I realise this missive will seem like more of the same. I apologise if this is so. For I do not appear before you as a beggar. I am not starving. I will not die if you decline. It is not your favour I seek. Neither is it the skin and thrill of your assent. Yet still I am drawn, as though the beauty I sense in you were calling out to me. Testing me. Examining my motives. Wondering if I might just be…

Love letter # 819

Today will always be the day. Corner turned. Stranger looming into view. Eyes in a crowd. Ignition. Nothing ever the same.

What is it – this abrupt transition? Not just the blood in a rush, or the validating gaze of desire. Nor even the magnetic recognition and the promise it contains. Perhaps it is a kind of birth, a world beyond chrysalis. The self reconfigured by the presence of the other. A cell divided, then reunited as someone different.
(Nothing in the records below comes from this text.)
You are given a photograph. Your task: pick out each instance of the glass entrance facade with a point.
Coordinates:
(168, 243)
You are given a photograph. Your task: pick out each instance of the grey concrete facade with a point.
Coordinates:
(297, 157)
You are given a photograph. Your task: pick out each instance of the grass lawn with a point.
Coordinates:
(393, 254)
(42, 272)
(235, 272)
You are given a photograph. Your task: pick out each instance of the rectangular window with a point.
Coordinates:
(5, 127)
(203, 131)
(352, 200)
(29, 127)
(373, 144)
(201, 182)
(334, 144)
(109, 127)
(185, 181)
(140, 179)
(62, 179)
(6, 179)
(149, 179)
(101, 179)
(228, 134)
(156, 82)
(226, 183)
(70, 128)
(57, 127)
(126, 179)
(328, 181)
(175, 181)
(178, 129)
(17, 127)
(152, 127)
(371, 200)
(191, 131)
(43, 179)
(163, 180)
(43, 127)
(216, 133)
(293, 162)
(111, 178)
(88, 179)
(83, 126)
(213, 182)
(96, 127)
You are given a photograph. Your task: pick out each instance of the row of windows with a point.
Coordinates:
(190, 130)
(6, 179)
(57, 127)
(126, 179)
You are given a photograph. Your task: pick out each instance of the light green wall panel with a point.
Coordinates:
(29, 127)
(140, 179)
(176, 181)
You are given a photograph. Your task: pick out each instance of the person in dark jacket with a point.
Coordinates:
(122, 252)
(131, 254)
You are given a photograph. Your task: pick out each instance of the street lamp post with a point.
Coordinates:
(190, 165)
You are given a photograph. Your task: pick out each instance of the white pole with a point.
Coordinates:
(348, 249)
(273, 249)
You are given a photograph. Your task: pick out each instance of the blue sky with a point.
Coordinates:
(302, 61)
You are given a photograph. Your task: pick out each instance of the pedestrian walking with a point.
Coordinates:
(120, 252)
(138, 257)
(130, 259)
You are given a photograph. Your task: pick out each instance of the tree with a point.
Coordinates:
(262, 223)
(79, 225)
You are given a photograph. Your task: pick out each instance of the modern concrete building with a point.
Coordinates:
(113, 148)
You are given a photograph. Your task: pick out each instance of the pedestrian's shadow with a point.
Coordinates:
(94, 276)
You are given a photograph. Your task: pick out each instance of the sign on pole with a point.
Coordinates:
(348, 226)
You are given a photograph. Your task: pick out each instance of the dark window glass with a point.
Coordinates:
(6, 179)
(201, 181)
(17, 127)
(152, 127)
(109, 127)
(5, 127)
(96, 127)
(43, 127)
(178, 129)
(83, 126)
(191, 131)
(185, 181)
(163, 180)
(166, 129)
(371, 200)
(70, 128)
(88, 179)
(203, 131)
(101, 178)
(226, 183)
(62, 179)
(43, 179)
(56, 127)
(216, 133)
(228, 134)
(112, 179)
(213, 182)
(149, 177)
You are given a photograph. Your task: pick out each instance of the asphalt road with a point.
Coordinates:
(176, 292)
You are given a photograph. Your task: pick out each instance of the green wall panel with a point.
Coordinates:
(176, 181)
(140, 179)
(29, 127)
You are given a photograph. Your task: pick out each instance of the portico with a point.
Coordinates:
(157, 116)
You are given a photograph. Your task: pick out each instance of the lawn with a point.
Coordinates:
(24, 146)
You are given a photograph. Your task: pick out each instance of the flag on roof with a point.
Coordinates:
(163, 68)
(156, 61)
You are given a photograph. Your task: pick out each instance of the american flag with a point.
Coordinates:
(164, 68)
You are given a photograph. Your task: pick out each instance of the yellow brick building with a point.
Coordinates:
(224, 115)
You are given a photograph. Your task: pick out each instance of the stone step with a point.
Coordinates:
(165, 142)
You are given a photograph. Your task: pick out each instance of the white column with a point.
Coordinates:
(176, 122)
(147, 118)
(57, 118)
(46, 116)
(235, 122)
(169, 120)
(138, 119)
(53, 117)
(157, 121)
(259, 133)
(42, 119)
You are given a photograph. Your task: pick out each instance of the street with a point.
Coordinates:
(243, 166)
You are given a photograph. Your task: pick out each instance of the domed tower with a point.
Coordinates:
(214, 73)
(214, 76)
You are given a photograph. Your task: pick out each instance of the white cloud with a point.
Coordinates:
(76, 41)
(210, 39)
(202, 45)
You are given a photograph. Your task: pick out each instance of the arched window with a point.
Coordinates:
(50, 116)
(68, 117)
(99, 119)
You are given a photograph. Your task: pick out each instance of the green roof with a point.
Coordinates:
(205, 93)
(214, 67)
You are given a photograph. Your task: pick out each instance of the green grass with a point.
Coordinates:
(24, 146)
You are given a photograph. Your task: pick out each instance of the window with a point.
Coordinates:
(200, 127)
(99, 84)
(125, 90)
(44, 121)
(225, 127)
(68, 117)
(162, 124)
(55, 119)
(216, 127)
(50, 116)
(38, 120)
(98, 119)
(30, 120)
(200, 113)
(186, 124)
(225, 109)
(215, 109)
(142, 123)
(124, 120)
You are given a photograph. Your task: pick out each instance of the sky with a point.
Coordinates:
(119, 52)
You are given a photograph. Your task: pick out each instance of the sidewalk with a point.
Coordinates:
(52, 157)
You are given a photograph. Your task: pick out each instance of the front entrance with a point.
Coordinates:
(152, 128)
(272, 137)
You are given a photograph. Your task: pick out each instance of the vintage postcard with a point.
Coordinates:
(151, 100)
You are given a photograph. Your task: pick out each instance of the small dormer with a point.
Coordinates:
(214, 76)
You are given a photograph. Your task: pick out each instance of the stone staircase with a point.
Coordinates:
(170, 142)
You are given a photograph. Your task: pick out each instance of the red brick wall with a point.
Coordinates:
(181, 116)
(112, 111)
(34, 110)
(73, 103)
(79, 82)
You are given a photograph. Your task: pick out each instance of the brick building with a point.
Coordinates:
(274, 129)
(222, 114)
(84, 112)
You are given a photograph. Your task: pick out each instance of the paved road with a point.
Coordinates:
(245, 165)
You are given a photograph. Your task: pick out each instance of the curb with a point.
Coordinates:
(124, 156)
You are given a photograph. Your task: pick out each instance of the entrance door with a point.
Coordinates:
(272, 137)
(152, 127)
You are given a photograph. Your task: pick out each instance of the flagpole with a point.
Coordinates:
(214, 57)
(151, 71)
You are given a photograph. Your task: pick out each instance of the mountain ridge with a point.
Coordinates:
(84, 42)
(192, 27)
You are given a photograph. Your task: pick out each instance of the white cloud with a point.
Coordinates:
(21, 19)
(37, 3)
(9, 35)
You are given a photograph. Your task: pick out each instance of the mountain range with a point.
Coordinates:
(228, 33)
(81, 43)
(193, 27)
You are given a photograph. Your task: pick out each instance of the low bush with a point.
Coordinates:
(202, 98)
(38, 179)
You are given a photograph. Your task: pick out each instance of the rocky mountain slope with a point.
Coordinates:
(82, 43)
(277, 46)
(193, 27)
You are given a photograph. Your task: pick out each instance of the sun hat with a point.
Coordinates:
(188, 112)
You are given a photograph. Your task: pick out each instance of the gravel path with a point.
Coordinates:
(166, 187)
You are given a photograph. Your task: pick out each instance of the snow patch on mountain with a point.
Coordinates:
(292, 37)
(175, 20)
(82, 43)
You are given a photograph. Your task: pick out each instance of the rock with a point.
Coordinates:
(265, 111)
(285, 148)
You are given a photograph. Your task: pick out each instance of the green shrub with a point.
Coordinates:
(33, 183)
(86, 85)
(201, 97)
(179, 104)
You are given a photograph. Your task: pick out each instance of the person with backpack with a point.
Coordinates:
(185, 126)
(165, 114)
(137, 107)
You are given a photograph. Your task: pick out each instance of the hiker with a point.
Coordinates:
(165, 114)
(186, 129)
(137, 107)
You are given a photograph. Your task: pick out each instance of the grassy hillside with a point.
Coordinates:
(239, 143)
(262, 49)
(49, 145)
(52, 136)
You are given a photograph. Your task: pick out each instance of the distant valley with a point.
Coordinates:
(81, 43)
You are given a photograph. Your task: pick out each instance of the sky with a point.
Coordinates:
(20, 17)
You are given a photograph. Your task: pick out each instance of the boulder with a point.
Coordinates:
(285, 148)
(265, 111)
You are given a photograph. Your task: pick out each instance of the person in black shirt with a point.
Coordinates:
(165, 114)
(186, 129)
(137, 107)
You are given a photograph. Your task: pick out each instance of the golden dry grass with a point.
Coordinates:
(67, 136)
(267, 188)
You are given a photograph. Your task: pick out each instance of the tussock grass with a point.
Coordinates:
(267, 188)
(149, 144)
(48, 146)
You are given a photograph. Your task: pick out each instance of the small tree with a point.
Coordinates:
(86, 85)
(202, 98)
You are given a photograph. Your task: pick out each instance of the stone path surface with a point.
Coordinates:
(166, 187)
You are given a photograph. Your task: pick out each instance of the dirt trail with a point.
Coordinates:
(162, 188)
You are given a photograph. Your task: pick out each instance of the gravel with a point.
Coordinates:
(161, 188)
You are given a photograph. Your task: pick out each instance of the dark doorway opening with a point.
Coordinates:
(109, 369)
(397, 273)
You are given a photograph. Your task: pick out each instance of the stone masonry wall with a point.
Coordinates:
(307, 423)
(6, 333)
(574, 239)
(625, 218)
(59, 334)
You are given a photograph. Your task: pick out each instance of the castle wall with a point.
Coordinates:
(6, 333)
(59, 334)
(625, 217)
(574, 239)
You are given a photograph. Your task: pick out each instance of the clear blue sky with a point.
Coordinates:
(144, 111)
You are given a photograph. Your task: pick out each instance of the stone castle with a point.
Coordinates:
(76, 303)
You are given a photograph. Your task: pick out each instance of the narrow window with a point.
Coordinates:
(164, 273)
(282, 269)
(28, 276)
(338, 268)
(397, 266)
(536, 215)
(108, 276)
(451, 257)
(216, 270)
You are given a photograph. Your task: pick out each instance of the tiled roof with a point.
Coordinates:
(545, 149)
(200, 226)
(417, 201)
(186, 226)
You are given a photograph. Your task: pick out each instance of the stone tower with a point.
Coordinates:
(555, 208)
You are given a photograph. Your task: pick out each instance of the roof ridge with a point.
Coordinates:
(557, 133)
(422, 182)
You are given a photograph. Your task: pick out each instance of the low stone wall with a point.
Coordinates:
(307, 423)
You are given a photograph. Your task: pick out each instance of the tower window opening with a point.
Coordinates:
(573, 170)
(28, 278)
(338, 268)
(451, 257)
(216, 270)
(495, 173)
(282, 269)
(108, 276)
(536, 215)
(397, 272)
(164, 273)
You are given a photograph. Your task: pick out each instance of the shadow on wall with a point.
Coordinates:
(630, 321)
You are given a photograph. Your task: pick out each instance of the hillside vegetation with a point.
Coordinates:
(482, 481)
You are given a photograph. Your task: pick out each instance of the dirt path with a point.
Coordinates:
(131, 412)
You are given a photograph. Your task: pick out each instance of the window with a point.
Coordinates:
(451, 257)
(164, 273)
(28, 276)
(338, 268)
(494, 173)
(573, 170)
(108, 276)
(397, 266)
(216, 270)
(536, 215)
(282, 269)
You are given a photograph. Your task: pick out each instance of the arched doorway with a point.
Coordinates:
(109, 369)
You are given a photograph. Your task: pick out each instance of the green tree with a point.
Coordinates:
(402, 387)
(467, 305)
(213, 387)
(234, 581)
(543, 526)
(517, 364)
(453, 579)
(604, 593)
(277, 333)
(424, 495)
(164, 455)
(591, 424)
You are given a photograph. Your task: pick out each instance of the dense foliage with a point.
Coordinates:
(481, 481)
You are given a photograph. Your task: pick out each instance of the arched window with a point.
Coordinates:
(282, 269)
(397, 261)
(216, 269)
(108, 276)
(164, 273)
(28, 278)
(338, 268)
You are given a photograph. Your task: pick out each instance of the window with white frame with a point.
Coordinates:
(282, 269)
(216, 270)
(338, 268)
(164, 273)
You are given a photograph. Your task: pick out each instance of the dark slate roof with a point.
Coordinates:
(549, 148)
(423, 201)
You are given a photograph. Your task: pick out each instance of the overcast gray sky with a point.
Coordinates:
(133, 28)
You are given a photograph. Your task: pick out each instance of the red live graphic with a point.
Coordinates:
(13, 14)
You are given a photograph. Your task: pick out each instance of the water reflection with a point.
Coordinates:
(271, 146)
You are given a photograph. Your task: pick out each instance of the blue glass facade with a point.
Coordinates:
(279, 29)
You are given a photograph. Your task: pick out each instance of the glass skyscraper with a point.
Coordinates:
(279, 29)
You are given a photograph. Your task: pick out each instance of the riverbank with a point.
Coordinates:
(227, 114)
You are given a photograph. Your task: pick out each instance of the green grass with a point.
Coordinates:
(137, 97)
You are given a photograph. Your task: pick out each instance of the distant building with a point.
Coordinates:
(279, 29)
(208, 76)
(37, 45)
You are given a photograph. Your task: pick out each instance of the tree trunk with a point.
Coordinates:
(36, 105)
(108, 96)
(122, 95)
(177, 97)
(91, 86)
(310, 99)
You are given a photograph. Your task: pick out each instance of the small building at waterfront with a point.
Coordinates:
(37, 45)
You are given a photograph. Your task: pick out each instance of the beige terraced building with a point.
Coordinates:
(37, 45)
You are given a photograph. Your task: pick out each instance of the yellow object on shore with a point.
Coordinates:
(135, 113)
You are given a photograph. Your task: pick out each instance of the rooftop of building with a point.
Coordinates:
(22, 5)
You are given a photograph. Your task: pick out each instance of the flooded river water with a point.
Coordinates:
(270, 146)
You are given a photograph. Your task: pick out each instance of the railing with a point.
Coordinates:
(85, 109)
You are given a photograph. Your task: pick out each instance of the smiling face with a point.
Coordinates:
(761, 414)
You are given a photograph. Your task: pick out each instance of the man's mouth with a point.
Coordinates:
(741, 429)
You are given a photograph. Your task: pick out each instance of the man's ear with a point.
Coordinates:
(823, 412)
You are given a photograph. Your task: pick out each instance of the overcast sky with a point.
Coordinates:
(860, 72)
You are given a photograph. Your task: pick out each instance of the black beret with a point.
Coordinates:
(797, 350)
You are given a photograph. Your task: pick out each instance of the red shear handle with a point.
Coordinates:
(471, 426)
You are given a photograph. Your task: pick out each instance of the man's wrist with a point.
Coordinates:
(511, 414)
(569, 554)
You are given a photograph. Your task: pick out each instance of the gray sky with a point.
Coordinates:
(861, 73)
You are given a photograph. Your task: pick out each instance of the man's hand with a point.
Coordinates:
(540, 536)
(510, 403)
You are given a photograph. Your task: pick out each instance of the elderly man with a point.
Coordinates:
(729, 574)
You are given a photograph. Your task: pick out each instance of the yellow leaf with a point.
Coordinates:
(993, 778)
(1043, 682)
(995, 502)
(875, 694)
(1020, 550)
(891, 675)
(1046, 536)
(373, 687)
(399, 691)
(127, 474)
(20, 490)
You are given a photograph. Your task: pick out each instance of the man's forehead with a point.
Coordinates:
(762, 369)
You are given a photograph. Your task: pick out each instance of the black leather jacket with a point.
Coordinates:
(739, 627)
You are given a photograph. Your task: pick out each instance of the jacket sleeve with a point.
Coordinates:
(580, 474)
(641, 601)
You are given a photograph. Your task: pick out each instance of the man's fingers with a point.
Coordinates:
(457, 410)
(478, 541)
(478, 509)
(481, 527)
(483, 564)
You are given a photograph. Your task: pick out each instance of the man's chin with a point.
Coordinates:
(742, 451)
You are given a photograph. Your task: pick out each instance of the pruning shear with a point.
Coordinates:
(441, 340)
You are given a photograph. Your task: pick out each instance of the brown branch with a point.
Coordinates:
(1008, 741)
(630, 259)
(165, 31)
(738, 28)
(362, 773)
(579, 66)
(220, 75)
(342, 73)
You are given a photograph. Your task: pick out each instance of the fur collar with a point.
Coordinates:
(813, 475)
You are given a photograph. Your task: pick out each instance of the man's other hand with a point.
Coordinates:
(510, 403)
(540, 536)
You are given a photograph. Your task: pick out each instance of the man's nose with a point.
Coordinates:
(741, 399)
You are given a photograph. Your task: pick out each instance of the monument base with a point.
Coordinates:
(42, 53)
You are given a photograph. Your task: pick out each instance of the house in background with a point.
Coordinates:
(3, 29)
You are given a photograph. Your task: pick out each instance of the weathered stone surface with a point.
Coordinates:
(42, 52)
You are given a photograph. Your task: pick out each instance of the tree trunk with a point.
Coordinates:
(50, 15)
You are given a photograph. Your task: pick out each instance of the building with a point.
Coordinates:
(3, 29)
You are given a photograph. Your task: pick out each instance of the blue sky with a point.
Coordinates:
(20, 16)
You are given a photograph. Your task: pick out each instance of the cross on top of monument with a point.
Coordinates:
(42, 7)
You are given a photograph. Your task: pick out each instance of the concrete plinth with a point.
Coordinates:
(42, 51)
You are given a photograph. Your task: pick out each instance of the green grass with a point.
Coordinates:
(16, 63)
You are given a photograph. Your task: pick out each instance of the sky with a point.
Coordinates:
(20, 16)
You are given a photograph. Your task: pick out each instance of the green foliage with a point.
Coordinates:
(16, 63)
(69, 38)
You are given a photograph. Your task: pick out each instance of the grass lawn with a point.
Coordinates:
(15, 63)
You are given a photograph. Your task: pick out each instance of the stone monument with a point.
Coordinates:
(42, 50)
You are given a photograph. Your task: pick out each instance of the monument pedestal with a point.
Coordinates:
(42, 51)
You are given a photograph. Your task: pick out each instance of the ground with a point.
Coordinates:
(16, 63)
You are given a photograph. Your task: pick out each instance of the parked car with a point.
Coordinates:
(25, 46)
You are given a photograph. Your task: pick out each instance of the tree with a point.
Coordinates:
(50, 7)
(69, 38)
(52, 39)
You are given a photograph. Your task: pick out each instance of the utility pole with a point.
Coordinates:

You appeared and, by an almost instant magic, I vanished – and then returned, at your side, anew. For the brightness had drawn a shadow on the ground; and the shadow had come to life.

Love letter # 423

I do not claim to know. Rather, I hope. I interpret what I believe to be the signs, yet I cannot know if I misread, or if my misty eyes are blind. However, in the light of such uncertainty, I ask myself this: how will it be if, years from now, I am still wracked with wondering? Which is the greater risk – knowledge or regret? ‘No’ may be a torment. ‘If only’ might be worse. And so, across the space between your heart and mine…this, the leap of declaration. For now I am pilgrim. Ready to arrive.

Love letter # 484

You fan the flames that I cannot explain. You ignite stars that make nights into days. But I love your sadness most of all. That heavenly breaking, temptation to fall. The clunking of doors and the creaking of boards. Dust on the mirror and drafts in the hall. Like rain in the summer, such unlikely jewels. This polish is scratched up, yet so beautiful. Shall we dance in the hush between siren and song, or make like we’re flawless…so shiny and dull?